The latest from Sara:
I just wanted to let everyone know that Elliot Skaggs will be born this upcoming Monday, April 28th. I have a c-section scheduled for 7:30 that morning, so please be in prayer for us, for Elliot, for the Doctors, for everything surrounding that day.
I am confident that God’s grace is going to cover us on Monday, just as it has for the past three months. He has been so good, so faithful, and so abundantly compassionate towards us, and I know He won’t stop now as all that we’ve expected for 14 weeks comes to a head.
I still believe that God can perform a miracle, and that He alone can make Elliot perfectly healthy. That He can place normal sized, fully functioning lungs in Elliot where there were none on the sonogram just a week ago. That He can give him a functioning kidney, completely void of cysts, though the doctors have told us it’s impossible.
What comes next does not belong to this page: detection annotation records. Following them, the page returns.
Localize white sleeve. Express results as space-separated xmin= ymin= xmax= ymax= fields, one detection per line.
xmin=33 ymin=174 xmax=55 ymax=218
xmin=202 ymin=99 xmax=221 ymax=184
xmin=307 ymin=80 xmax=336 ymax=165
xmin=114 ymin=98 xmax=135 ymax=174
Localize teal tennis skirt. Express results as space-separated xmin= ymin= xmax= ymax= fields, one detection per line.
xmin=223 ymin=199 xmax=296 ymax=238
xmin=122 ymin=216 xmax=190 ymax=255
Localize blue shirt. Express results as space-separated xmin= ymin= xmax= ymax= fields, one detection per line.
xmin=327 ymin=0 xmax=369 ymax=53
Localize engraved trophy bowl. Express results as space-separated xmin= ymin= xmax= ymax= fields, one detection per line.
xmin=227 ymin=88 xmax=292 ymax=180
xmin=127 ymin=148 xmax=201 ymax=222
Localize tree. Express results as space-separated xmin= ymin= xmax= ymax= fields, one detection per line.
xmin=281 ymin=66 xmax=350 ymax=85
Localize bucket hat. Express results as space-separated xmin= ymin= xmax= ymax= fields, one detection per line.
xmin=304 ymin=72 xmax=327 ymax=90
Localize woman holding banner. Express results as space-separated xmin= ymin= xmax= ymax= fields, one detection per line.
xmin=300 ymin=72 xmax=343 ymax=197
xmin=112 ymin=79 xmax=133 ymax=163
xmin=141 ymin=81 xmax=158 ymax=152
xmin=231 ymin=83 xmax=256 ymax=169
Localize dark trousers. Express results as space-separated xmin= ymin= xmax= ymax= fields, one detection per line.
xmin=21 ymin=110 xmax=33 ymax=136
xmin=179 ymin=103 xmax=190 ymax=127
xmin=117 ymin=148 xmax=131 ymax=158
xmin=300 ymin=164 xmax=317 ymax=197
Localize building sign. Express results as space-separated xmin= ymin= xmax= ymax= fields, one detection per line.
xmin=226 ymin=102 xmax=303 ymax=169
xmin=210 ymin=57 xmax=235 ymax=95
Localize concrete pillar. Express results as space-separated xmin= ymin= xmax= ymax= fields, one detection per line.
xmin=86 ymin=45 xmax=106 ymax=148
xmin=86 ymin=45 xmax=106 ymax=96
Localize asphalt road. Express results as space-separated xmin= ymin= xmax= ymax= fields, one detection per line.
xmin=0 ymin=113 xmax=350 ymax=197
I believe that He can. But even if He does not, I believe that He will take care of us, and that He will take care of Elliot – even if that’s by taking him to Heaven. The five year old son of one of my best friends reminded me that I shouldn’t be sad if God takes Elliot to Heaven, because “it’s so beautiful there, and Elliot will be much happier there anyway”. And Parker is right. There is suffering and pain and sin on this earth that my son will never have to know. He will be immediately swept into the loving arms of Christ, and though I will long to hold him in mine, I know that there’s no better place for him to be.